Tony-S wrote in post #3274675
How's the R2400 held up? I've had two Epson printers in the past and had issues with the print heads becoming permanently clogged. After the second one (Sylus 777) I decided to go with a Canon printer and I never had clogging issues. This is what led me to buy the Canon i9900 in the first place, and it's done a great job at printing without clogging issues. Does the R2400 have such issues, or were my problems more likely due to the printers being consumer models? I'd just like a little reassurance as my experience with Epson printers has not been great.
Also, the new Canon 9500 has three blacks (actually, matte black, black and gray) and is the same price as the R2400 (and includes the Spyder 2 calibration package). Are the Epson black inks essentially the same?
Thanks,
Tony
i'm not sure if the inks are the same, unless you mean that you have Matte black, black and gray... the epson has Matte black, Gloss black, Light black and Light Light black. you have to switch out the M and G blacks and that can eat ink. I've ended up staying with gloss black because of much better dmax with the ink and gloss/semi-gloss/luster papers. especially for black and white printing. but it also helps in colors.
i have not had any issues with my r2400. we had a real dry winter this year (20% humidity or so is what i'd typically measure in my room) and no clogging. in fact i really only print in spurts with maybe 2-3 months in between. every now and again, maybe once or twice a month i'll run a web page print on standard inkjet paper.
the only banding issues i've had are: when ink is low, when i tried to run a thick paper through the sheet feeder instead of the manual feed.

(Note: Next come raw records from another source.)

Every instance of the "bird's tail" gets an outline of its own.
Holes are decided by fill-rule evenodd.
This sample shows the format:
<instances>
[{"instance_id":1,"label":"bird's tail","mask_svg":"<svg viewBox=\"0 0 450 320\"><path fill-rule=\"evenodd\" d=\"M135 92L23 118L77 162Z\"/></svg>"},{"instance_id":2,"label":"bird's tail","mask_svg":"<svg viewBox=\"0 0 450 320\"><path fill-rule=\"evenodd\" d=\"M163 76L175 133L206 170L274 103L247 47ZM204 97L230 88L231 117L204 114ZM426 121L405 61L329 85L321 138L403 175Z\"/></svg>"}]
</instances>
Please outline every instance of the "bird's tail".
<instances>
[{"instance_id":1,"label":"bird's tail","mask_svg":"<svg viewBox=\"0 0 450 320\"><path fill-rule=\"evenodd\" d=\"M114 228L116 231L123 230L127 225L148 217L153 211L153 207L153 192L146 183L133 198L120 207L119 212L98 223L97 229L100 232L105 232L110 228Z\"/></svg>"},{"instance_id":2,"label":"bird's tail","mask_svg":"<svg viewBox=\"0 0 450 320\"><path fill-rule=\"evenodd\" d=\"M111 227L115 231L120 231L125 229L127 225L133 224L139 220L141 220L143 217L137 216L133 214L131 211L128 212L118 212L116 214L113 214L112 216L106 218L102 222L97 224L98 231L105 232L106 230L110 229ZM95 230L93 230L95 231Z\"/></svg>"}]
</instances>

i will continue to print when i get warnings that less than 10% ink is remaining, usually go until it warns me that 5% remains and/or when the red-light inside the printer comes on warning of low ink (the light by the cartridge not on the front of the printer) then a few prints later (8x10 or 12x18 ) it'll start to band.
the canons have been well reviewed and have a wide color gamut, wider for sure than the epson 2400 / 3800 etc... in bright colors. it's the same old, epson, canon, hp... the big leap recently has been to pigmented inks for their professional and pro-sumer printers.